Бесконечной прелести в тихой улыбке, с которой он произнес эти слова Монтеня, я никогда не забуду.
Да, подумал я, игра во все, усмешка на все, сомнение во всем – вот последняя мудрость мещанства. Созерцание соответствует действию, Франс – Жоресу. Как некогда бунт политический претворился в мещанский либерализм, так ныне социально-экономическая революция претворится в мещанский социализм. Эволюция сильнее революции, тишина сильнее бури – вот непобежденная, может быть, даже в той плоскости, где доныне происходит борьба, непобедимая правда мещанства. Клемансо понял бы Франса, Франс примирил бы Клемансо с Жоресом.
Что в одном, то и во всех; что наверху, то и внизу. Там, на площади Республики, в черной толпе и в розово-голых, смеющихся свиньях – глубокий чернозем, жирный навоз, а здесь – благоуханный цветок, как бы мистическая роза мещанства.
Абсолютное мещанство – абсолютное свинство. Полно, так ли? Вся золотая жатва культуры – наука, искусство, общественность – не из этого ли мещанского навоза выросла? Нет ли праведного, мудрого, доброго, святого мещанства? Кто его не ругал и кто победил?
Слишком часто теперь у нас в России европейское мещанство отрицается не во имя нового благородства и всемирной культуры, а во имя старого русского варварства и нового русского хулиганства. Но если нужно выбирать из двух зол меньшее, то ведь, пожалуй, мещанство лучше хулиганства.
Иногда кажется, что русская революционная общественность дала Ганнибалову клятву победить или погибнуть в борьбе с мещанством культурного Запада, не имея на то права свыше.

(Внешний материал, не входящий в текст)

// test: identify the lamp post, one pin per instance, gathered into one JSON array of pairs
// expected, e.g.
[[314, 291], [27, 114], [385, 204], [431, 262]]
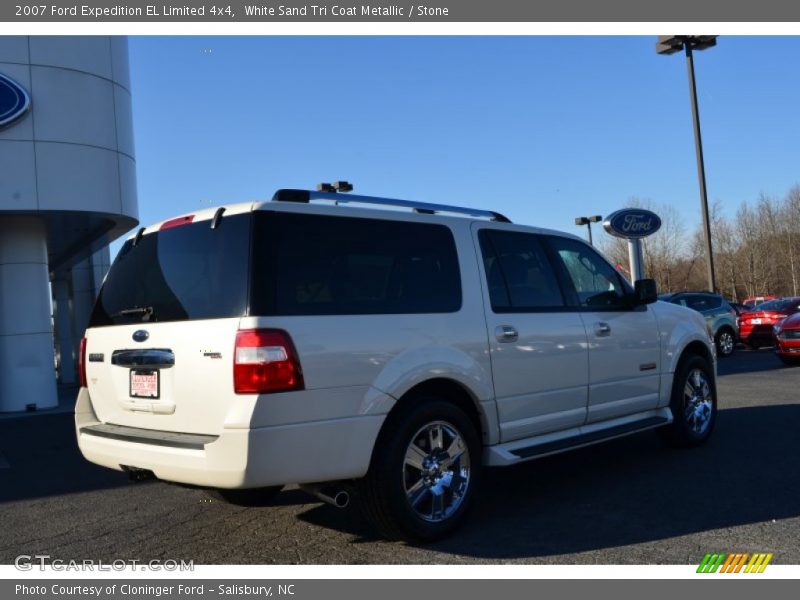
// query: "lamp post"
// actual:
[[588, 222], [670, 44]]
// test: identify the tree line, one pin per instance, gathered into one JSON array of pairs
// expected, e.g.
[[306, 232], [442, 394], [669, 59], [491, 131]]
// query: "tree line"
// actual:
[[756, 252]]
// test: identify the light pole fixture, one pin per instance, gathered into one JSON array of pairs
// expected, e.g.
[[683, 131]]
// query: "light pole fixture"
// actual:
[[670, 44], [588, 222]]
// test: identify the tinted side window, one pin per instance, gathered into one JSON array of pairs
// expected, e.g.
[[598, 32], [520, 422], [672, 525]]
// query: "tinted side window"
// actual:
[[319, 265], [518, 273], [596, 282]]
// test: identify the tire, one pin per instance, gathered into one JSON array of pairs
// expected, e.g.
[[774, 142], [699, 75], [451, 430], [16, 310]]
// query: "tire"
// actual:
[[789, 361], [411, 463], [694, 416], [249, 497], [725, 341]]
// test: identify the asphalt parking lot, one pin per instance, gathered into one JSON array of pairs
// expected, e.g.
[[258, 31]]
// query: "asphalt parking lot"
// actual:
[[629, 501]]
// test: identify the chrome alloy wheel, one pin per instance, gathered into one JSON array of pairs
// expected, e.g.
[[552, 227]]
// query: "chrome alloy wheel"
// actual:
[[726, 343], [697, 402], [436, 471]]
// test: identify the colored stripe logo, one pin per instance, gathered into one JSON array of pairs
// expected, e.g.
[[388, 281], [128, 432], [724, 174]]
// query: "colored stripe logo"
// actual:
[[739, 562]]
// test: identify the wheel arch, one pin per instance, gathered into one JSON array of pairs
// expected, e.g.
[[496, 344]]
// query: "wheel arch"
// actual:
[[447, 389]]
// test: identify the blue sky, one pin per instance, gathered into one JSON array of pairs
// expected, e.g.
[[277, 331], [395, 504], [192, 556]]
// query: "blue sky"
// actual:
[[542, 129]]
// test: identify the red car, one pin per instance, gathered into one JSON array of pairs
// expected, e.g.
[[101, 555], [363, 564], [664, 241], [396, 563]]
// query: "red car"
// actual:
[[755, 325], [754, 301], [787, 339]]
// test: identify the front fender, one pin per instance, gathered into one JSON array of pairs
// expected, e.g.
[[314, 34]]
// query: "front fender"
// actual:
[[678, 327]]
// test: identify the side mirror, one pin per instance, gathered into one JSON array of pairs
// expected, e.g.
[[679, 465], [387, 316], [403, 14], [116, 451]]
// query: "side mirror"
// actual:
[[645, 291]]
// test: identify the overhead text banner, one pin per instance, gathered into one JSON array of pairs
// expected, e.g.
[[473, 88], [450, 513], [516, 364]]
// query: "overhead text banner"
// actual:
[[407, 10]]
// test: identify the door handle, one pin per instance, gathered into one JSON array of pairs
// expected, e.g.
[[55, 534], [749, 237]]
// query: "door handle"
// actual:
[[506, 333], [602, 329]]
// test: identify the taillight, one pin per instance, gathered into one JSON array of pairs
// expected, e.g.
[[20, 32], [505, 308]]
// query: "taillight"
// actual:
[[82, 364], [265, 361]]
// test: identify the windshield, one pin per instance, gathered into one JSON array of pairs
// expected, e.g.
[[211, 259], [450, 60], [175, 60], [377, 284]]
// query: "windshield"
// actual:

Пора, наконец, подумать об этом праве, понять, что антирелигиозную пошлость мещанства можно победить только религиозным благородством.
Верим, что оно сойдет на русскую общественность, и если тогда Россия окажется против Европы, мы против них, – пусть: может быть, тогда-то именно последние будут первыми, не для того, чтобы надо всеми возвыситься, а чтобы послужить всем.